Verghese has created some wonderful characters – especially Hema and Ghosh who act as parents to the twins. The medical staff of the hospital in New York are particularly well drawn – in fact some of the best parts of the novels are set in United States. There is a Dickensian feel to the book – disappearances and reappearances, objects lost and found, betrayals, love and family loyalty.

The political situation (in both Ethiopia and US) is dealt with skilfully and intelligently. Surgical operations are described vividly – so this is not a book for the squeamish!

I thought the plot at the end was just too melodramatic and unbelievable but I can nonetheless understand the overall appeal of this book.

Friday 7 January 2011

Hand Me Down World by Lloyd Jones

DATE PUBLISHED: 2010


DATE READ: December 2010

NOTES: An African woman, working in a Tunisian hotel, gets pregnant by a German visitor. When she gives birth she is tricked into signing adoption papers and the child is taken away by the father. Her story is told through some of the many people she comes into contact in her search for her child – but when she at last is given her own voice many of these narrators turn out to be very unreliable. (Or perhaps it is the woman who chooses not to tell us the whole story?) The book is interesting inasmuch as the information the author withholds from us – we never know the real origins of the woman, nor her real name (she adopts the name of Ines), nor the eventual resolution of her missing child.

Interestingly, Ines is not shown to be an innocent victim – she acts as a prostitute when necessary, steals and lies. But the writing makes clear that we are meant to believe that she has been wronged and our sympathies should lie with her.

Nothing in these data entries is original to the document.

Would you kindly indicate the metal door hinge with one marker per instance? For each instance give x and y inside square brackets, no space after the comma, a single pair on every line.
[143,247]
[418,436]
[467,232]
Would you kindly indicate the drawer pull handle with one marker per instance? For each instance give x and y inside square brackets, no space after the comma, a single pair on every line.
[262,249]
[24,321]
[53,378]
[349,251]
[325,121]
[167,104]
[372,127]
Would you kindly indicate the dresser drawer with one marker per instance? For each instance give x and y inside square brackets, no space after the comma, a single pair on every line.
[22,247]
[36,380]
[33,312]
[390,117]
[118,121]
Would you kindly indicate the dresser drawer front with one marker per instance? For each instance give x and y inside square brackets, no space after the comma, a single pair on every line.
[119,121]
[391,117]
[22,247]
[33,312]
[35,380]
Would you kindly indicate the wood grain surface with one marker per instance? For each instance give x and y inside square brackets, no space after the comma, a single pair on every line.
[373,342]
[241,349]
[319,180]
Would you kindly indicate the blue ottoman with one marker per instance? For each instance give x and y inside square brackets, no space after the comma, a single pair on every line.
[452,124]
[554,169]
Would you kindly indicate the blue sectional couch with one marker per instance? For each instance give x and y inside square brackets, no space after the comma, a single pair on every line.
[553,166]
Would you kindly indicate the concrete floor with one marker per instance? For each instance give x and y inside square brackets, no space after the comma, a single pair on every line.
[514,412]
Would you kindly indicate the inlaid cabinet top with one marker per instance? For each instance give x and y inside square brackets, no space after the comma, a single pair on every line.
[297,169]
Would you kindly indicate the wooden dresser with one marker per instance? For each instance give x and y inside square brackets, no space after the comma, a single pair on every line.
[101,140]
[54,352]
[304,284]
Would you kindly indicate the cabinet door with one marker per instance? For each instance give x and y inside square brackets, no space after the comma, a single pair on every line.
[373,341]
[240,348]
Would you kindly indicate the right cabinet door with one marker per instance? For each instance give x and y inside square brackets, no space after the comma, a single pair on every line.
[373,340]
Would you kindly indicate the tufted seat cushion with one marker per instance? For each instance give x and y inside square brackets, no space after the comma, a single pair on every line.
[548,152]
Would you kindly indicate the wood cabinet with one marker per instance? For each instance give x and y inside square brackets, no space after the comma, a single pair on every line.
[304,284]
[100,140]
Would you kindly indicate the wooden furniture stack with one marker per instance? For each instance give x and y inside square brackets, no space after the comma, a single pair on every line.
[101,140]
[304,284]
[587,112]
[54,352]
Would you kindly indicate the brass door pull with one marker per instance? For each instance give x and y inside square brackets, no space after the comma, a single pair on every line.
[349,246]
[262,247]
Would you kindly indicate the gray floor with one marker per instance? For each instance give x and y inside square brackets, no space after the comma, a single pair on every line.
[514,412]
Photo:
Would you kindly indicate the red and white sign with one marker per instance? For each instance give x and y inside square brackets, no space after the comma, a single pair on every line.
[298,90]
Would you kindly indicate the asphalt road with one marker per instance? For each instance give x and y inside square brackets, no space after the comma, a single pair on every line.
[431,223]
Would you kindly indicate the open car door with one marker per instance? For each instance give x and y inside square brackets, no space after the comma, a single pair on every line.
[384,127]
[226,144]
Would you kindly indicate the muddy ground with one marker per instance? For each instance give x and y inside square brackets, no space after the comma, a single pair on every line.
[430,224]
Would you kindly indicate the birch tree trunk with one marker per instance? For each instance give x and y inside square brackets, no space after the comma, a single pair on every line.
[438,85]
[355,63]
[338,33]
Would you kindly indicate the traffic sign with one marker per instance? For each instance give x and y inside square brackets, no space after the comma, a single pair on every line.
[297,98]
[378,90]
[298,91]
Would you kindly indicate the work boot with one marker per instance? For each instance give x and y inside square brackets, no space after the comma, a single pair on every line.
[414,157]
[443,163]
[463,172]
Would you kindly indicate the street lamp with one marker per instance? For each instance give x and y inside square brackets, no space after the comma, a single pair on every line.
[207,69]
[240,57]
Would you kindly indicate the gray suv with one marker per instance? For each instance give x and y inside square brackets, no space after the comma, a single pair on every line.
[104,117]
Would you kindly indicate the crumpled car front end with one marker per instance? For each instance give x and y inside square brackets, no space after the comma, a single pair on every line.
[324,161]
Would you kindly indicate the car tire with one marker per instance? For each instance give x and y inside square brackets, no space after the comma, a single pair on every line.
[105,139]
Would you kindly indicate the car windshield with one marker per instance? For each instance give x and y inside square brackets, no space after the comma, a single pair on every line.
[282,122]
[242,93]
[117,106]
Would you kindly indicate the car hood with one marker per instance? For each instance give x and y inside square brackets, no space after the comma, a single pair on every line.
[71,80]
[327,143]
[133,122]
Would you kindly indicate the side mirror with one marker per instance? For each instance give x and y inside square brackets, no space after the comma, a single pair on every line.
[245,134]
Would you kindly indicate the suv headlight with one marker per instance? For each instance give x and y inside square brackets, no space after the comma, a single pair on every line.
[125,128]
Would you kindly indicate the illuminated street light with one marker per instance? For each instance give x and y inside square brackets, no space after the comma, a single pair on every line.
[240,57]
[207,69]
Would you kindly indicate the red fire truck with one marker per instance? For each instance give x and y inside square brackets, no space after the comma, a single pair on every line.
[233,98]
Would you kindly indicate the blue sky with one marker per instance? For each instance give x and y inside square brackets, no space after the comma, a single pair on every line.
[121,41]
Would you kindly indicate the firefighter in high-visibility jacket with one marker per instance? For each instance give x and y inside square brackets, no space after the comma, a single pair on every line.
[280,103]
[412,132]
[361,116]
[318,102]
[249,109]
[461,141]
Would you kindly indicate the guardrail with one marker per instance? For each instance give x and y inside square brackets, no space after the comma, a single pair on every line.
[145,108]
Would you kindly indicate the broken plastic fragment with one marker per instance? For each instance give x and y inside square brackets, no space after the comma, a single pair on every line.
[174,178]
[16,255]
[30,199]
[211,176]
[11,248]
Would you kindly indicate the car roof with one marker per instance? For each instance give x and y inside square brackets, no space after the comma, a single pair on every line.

The writing is superb. The different voices are well defined – not an easy task with so many characters. There are also some lovely “set pieces” – such as the scene in the mountains when the American food writer resists giving money to Ines but is “persuaded” (i.e. blackmailed) into it by his Italian hunter companions.

The blurb on the cover said “This is a novel you cannot stop thinking about”. True.